本書は、南米ブラジルにある「地球の肺」アマゾンで起きている環境と開発の問題を、民衆の視点から考えようという思いから編集されている。アマゾンで起きている問題を、日本とまったく無縁の他人事として考えるのではなく、3.11を経て暮らしや社会の在り方を根本から変革する必要に迫られている「はずの」日本に暮らす私たちが、自分事として捉え直す必要があるという編者の思いが、11本の論文の随所に表れている。
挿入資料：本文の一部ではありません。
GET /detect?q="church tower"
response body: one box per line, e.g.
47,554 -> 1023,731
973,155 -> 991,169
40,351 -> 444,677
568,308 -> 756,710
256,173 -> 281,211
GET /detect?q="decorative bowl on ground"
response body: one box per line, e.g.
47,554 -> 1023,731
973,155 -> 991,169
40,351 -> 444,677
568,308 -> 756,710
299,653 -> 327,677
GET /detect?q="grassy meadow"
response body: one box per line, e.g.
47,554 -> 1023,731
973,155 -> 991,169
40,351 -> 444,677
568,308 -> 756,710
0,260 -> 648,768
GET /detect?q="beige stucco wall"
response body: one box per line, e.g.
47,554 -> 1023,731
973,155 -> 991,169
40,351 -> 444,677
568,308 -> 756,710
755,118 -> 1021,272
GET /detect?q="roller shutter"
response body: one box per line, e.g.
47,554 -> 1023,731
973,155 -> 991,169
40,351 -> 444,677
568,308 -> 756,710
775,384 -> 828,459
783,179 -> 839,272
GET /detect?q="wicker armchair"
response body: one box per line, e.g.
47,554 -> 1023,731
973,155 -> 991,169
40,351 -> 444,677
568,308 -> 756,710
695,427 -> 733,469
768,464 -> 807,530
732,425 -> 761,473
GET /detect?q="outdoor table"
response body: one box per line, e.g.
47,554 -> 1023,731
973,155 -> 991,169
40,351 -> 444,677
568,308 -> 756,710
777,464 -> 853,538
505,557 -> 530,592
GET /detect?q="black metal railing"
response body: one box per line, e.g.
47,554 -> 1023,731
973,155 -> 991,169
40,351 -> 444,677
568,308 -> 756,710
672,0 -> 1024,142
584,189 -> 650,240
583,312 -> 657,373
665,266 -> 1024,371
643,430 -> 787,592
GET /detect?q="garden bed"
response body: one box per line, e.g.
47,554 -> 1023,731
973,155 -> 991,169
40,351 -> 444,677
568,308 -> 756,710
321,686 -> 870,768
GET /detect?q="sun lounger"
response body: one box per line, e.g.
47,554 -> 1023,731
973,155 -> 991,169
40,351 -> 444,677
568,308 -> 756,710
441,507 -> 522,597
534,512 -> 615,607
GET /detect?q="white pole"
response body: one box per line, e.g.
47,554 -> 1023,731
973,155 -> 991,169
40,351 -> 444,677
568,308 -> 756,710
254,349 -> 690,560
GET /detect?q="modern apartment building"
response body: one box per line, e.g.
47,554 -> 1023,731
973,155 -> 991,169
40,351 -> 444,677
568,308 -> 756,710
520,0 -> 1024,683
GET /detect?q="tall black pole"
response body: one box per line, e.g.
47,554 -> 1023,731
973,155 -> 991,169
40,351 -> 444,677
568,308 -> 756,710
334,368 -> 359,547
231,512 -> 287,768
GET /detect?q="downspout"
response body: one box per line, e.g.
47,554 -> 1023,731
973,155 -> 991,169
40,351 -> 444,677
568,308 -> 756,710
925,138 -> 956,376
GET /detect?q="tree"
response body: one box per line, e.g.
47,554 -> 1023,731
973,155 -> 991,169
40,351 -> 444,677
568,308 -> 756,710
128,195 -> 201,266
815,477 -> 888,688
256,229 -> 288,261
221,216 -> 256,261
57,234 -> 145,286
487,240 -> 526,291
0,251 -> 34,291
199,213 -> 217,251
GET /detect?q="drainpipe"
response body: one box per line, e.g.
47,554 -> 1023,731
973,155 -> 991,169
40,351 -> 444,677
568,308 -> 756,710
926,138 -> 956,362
アグロエコロジーやフェアトレードへの挑戦、土地なし農民運動、都市貧困地域での教育の取り組みなどの事例は、従来の経済発展や消費主義を超えた持続可能な社会の新たなモデルとして、日本の私たちにも大いに参考になる。 (現代企画室、2,700円+税)

 

 


コンゴ共和国 マルミミゾウとホタルの行き交う森から

著●西原 智昭

1989年から25年以上にわたって、国際的な自然保護NGOであるWCS(本部・ニューヨーク)のコンゴ共和国支部・自然環境保全顧問として、野生動物の保護に携わった奮戦記。

ゴリラの研究で著名な京都大学総長の山極壽一氏の推薦文にあるように、西原さんも同大卒業の理学博士でフィールド研究者。墜落したセスナ機からの生還、研究対象のゾウに襲われ、命拾いをした話なども紹介され、痛快な読み物として引き込まれるが、日本が印章の材料として珍重するためマルミミゾウの密猟がいまだに絶えないことなど、途上国での自然保護活動の難しさが紹介されている。深刻なテーマでも、全体にユーモアあふれる一冊になっているのは筆者の野生動物や現地の人々への愛情にあふれているからか。 (現代書館、2,200円+税)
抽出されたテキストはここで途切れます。